The unintentional but rapid spread of the “95 Theses” alerted Luther
to the way in which media passed from one person to another could
quickly reach a wide audience. “They are printed and circulated far
beyond my expectation,” he wrote in March 1518 to a publisher in
Nuremberg who had published a German translation of the theses. But
writing in scholarly Latin and then translating it into German was not
the best way to address the wider public. Luther wrote that he “should
have spoken far differently and more distinctly had I known what was
going to happen.” For the publication later that month of his “Sermon
on Indulgences and Grace”, he switched to German, avoiding regional
vocabulary to ensure that his words were intelligible from the
Rhineland to Saxony. The pamphlet, an instant hit, is regarded by many
as the true starting point of the Reformation.

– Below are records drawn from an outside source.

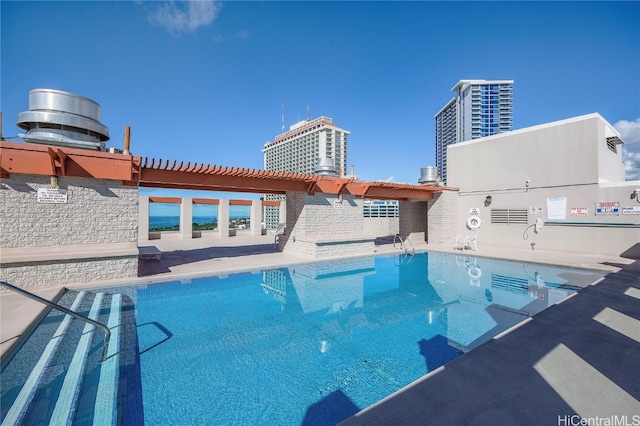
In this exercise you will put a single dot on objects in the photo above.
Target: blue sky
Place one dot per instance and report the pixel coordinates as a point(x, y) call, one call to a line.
point(205, 81)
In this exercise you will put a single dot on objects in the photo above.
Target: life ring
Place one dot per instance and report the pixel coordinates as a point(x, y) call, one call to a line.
point(474, 222)
point(474, 271)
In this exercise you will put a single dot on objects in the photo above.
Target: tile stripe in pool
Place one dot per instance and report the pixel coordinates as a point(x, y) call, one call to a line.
point(21, 404)
point(105, 400)
point(65, 406)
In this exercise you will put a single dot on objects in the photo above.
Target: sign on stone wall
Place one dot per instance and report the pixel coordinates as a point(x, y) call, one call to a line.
point(630, 209)
point(52, 196)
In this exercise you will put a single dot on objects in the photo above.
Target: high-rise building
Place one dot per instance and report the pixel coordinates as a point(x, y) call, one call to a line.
point(300, 148)
point(479, 108)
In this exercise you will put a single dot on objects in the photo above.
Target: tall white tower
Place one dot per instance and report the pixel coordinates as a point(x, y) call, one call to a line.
point(479, 108)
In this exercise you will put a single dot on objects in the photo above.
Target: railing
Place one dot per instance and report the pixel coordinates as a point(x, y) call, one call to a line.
point(402, 244)
point(106, 330)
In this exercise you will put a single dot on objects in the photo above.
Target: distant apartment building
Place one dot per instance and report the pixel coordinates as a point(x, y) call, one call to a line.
point(479, 108)
point(300, 148)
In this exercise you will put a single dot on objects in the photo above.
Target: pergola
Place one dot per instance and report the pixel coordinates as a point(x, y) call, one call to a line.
point(133, 170)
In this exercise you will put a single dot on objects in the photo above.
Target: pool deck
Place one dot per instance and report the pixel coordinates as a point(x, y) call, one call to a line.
point(580, 357)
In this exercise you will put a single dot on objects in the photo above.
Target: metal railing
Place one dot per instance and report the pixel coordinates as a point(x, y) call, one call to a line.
point(106, 330)
point(403, 245)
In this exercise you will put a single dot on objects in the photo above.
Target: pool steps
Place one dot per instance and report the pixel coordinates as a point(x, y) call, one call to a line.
point(67, 398)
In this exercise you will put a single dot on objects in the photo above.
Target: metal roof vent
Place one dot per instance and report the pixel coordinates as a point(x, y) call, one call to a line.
point(63, 119)
point(429, 176)
point(325, 167)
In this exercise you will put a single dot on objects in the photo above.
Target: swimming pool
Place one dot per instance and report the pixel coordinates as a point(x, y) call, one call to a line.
point(307, 344)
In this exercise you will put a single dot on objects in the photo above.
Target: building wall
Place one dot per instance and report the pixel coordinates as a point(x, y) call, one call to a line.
point(91, 236)
point(564, 162)
point(413, 220)
point(479, 108)
point(442, 213)
point(324, 226)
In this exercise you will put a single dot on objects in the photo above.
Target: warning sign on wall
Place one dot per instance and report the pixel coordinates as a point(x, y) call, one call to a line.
point(610, 208)
point(52, 196)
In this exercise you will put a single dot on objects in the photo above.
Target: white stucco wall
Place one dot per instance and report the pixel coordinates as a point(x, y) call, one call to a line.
point(567, 160)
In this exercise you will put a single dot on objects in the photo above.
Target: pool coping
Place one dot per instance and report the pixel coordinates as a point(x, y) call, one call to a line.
point(15, 323)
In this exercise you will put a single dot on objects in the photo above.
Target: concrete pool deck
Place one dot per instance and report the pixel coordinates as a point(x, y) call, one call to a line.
point(576, 358)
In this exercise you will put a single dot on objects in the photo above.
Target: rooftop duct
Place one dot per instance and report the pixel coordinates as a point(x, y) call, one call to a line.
point(63, 119)
point(325, 167)
point(429, 176)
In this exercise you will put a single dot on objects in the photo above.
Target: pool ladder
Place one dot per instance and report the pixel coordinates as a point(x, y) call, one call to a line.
point(403, 245)
point(107, 332)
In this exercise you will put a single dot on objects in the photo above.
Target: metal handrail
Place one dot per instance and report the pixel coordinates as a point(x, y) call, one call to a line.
point(66, 311)
point(402, 245)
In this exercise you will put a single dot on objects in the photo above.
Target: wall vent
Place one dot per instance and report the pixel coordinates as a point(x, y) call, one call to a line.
point(510, 216)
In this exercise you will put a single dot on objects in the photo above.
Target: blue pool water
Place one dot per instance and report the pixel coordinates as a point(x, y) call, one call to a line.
point(315, 343)
point(307, 344)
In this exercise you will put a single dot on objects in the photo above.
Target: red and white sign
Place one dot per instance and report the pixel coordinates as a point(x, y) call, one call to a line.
point(579, 211)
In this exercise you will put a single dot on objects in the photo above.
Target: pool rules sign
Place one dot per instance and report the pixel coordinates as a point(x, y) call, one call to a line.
point(52, 196)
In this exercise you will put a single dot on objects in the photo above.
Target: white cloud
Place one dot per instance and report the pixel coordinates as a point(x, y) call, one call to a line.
point(630, 133)
point(185, 16)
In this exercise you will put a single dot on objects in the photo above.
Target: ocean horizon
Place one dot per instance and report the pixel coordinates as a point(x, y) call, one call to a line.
point(169, 221)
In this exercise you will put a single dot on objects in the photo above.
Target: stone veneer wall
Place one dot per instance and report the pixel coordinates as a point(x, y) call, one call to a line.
point(316, 228)
point(413, 220)
point(93, 236)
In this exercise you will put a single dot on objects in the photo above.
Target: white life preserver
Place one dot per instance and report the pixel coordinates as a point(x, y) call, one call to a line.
point(474, 271)
point(474, 222)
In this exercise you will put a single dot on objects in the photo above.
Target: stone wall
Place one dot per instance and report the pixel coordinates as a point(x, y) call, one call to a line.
point(97, 212)
point(92, 236)
point(325, 226)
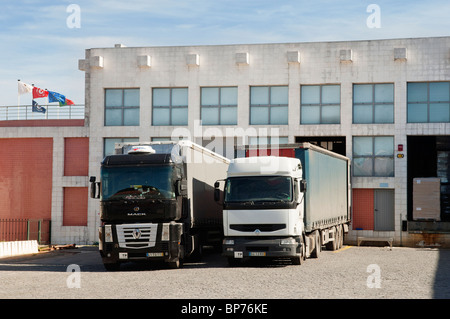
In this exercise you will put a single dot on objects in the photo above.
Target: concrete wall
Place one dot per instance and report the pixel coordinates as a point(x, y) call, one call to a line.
point(397, 61)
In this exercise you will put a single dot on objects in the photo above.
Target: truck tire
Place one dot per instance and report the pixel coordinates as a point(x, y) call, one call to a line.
point(331, 245)
point(317, 245)
point(112, 266)
point(298, 260)
point(233, 262)
point(174, 264)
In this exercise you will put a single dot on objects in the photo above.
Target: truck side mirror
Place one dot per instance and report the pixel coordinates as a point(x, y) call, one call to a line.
point(181, 188)
point(303, 186)
point(217, 191)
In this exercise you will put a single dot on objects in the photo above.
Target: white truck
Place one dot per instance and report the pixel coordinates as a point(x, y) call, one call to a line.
point(157, 203)
point(285, 207)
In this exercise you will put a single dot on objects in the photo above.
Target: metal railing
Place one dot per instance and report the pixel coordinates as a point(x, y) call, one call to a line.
point(16, 229)
point(52, 112)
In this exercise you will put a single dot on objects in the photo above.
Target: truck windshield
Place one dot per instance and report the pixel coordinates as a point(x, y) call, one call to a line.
point(144, 182)
point(258, 188)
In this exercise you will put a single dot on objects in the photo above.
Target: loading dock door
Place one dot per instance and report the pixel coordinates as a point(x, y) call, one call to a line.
point(384, 210)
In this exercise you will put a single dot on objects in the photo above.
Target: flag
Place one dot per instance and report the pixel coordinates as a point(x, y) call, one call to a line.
point(68, 102)
point(56, 97)
point(37, 92)
point(24, 88)
point(37, 108)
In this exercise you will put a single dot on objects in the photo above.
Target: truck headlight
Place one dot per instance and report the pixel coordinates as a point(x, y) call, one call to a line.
point(108, 234)
point(287, 241)
point(228, 241)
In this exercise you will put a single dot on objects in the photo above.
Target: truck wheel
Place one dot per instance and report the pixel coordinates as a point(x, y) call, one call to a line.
point(174, 264)
point(317, 245)
point(233, 262)
point(298, 260)
point(112, 266)
point(331, 245)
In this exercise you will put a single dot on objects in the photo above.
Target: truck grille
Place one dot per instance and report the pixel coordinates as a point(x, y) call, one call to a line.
point(261, 227)
point(137, 235)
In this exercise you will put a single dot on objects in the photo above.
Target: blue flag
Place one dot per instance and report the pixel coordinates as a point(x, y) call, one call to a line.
point(56, 97)
point(37, 108)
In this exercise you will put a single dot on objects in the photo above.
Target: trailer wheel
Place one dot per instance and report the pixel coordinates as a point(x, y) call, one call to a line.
point(317, 245)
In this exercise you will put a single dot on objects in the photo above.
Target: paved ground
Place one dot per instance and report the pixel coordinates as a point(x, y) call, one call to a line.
point(352, 272)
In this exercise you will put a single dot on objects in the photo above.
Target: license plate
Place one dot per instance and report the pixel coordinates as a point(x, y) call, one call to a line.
point(238, 254)
point(257, 253)
point(123, 255)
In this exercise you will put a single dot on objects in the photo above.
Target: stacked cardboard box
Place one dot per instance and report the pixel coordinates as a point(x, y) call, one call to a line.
point(426, 198)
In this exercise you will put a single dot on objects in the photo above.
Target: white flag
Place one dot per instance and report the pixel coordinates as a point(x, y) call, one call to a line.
point(24, 88)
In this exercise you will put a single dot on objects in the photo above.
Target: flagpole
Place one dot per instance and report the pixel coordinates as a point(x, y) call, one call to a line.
point(18, 103)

Luther also became a prodigious author. The church responded by holding the first organized book burnings... of his published works.
It is true that simply printing the 95 theses didn't bring about the Reformation... but Luther's words, because they resonated with so many of the general population, became a rallying point. The situation went from 'I don't really like the church' to 'let's get rid of the church and start our own'.
For another take on this most interesting story, review the 'A Matter of Fact' episode of the James Burke series The Day the Universe Changed.